“Our council is very supportive of this process. They went out and found people,” City Administrator Patrick Antonen told the Board of Commissioners in December 2019. “We past a resolution, and the folks filled out an application, and we feel they deserve a shot to serve on this board. We don’t feel we have the proper representation (on the watershed board) that we need.”
“I took a look at who was up and did the due diligence,” said Reinert then. “But really, you had these cities very aggressively pushing other members because they’re being imposed on by the Rice Creek Watershed District’s heavy hand…what they put the cities through.”
But the county board quickly re-appointed longtime Manager Patricia Preiner to her seat, seemingly before Reinert was ready to weigh in. Board members at the time, essentially, said they’d waited long enough to fill the spot.
“The harder I looked, the more nervous people seemed to get, but all of a sudden the board was wanting to re-appoint her before my process was done,” said Reinert months later. “So that was a little un-nerving, to say the least.”
But left behind was Circle Pines, according to city leaders. The list it had provided–along with a similar list provided in 2019 by Centerville leaders–went seemingly un-noticed.

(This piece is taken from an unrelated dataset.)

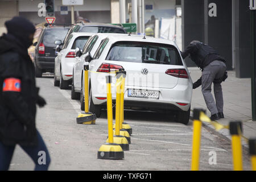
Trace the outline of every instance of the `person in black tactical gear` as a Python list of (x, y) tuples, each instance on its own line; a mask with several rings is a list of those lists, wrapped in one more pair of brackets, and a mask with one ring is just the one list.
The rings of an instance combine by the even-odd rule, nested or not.
[(27, 52), (35, 28), (20, 16), (5, 26), (7, 34), (0, 37), (0, 170), (8, 170), (16, 144), (32, 158), (35, 170), (47, 170), (49, 152), (35, 125), (36, 104), (46, 102), (38, 94)]
[[(224, 118), (223, 95), (221, 83), (227, 77), (226, 60), (212, 47), (197, 40), (193, 40), (181, 52), (183, 59), (190, 58), (202, 70), (201, 77), (193, 84), (193, 89), (202, 85), (202, 93), (213, 121)], [(212, 83), (216, 100), (211, 93)]]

The city asked a district court judge to intervene and rule on whether the county followed state statute or whether the city had. Both the district court judge–and the Court of Appeals–found that the county acted appropriately in regards to the statute.
Now, the city is taking it to the State Supreme Court, which in late September agreed to hear the case.
When contacted for comment, Anoka County leaders declined to comment. Rice Creek Watershed District Administrator Nicholas Tomczik had this statement: “We have always understood the watershed manager appointment process to include the input of cities while the ultimate decision lies with county boards to appoint managers who fairly represent the various areas of the watershed. The district court and the court of appeals treated this as a straightforward and settled question. We continue two (sic) endorse the Minnesota Association of Watershed District’s (sic) position on this issue which supported the decision of the district court and appellate court.”